Sounds like you could use a regexnamefinder since these patterns are so well 
defined with a set of rules.

> On May 21, 2014, at 7:43 PM, Stuart Robinson <[email protected]> 
> wrote:
> 
> Hi, all. I'm using OpenNLP to recognize phone numbers, for which there
> isn't a pre-existing model. I've been training my own and have gotten
> pretty decent results so far with the simple tokenizer and out-of-the-box
> features but I'd now like to improve the features that it's training on. In
> particular, I'd like to define some token classes that are specific to the
> domain of phone numbers.

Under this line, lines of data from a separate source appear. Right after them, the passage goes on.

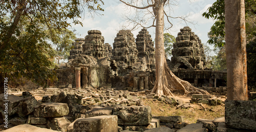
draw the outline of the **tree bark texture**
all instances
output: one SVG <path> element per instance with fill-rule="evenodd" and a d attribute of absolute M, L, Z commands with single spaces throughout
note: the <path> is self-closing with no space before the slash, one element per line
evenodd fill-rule
<path fill-rule="evenodd" d="M 185 94 L 191 92 L 209 93 L 204 90 L 197 88 L 189 83 L 177 77 L 170 71 L 167 65 L 164 53 L 163 29 L 164 5 L 163 1 L 156 1 L 156 81 L 152 93 L 158 95 L 165 95 L 174 96 L 173 90 L 182 90 Z"/>
<path fill-rule="evenodd" d="M 227 99 L 247 100 L 244 0 L 225 1 Z"/>

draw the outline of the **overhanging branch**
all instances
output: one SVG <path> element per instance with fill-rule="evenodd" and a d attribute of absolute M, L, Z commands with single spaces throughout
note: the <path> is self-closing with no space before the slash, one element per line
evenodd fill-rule
<path fill-rule="evenodd" d="M 123 3 L 124 3 L 124 4 L 126 5 L 127 6 L 130 6 L 130 7 L 134 7 L 134 8 L 137 8 L 137 9 L 146 9 L 148 7 L 155 7 L 156 6 L 156 5 L 155 4 L 151 4 L 151 5 L 148 5 L 145 7 L 137 7 L 137 6 L 134 6 L 134 5 L 132 5 L 131 4 L 130 4 L 129 3 L 127 3 L 122 0 L 119 0 L 119 1 L 122 2 Z"/>

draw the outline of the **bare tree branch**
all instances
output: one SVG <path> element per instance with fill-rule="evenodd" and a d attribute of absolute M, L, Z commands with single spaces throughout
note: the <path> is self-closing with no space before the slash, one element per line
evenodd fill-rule
<path fill-rule="evenodd" d="M 134 5 L 132 5 L 131 4 L 130 4 L 129 3 L 127 3 L 122 0 L 119 0 L 119 1 L 122 2 L 123 3 L 124 3 L 124 4 L 126 5 L 127 6 L 130 6 L 130 7 L 134 7 L 134 8 L 137 8 L 137 9 L 146 9 L 147 8 L 149 8 L 149 7 L 155 7 L 156 6 L 156 5 L 155 4 L 151 4 L 151 5 L 148 5 L 145 7 L 137 7 L 137 6 L 134 6 Z"/>

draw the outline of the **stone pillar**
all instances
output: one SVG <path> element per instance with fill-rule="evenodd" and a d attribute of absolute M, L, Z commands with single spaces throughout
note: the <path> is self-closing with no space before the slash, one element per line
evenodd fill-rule
<path fill-rule="evenodd" d="M 80 82 L 80 72 L 81 68 L 76 67 L 75 68 L 75 77 L 76 80 L 76 89 L 81 89 L 81 82 Z"/>
<path fill-rule="evenodd" d="M 196 76 L 196 78 L 195 78 L 195 80 L 194 81 L 194 86 L 196 87 L 198 87 L 198 78 L 197 77 L 197 76 Z"/>
<path fill-rule="evenodd" d="M 133 91 L 138 91 L 138 77 L 133 77 Z"/>
<path fill-rule="evenodd" d="M 214 80 L 211 78 L 209 79 L 209 87 L 214 87 Z"/>
<path fill-rule="evenodd" d="M 139 87 L 140 87 L 140 90 L 142 90 L 144 89 L 144 77 L 140 77 L 140 84 L 139 84 Z"/>
<path fill-rule="evenodd" d="M 148 90 L 149 89 L 149 86 L 148 86 L 148 76 L 145 76 L 145 90 Z"/>
<path fill-rule="evenodd" d="M 215 88 L 216 88 L 217 87 L 216 85 L 217 81 L 217 80 L 216 78 L 214 78 L 214 87 Z"/>

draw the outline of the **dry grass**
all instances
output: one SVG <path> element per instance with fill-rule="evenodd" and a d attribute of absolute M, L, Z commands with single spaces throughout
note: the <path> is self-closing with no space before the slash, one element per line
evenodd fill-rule
<path fill-rule="evenodd" d="M 143 99 L 145 105 L 151 107 L 152 115 L 158 116 L 183 116 L 184 121 L 188 123 L 196 123 L 198 118 L 214 119 L 214 118 L 225 115 L 224 105 L 210 106 L 203 104 L 204 109 L 197 104 L 191 104 L 193 108 L 188 109 L 177 109 L 176 107 L 166 103 L 164 101 L 157 100 L 153 101 L 152 99 Z"/>

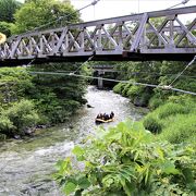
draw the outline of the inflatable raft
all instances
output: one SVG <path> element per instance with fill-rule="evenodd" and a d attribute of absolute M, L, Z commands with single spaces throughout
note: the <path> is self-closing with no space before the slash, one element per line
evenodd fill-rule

From what I've read so far (e.g., in Taming Text),
> the out-of-the-box token classes are:
> 
> 1. token is lowercase alphabetic
> 2. token is two digits
> 3. token is four digits
> 4. token contains a number and a letter
> 5. token contains a number and a hyphen
> 6. token contains a number and a backlash
> 7. token contains a number and a comma
> 8. token contains a number and a period
> 9. tokens contains a number
> 10. token is all caps, single letter
> 11. token is all caps, multiple letters
> 12. token's initial letters are caps
> 13. other
> 
> I'd like to be able to define feature like the following:
> 
> a. token is five digits
> b. token is six digits
> c. token is seven digits
> d. token is eight digits
> e. token is greater than eight digits
> etc.
> 
> I know that you can override features when calling NameFinderME.train by
> passing in your own AggregatedFeatureGenerator object, but it's not clear
> how an individual feature generator could use custom token classes.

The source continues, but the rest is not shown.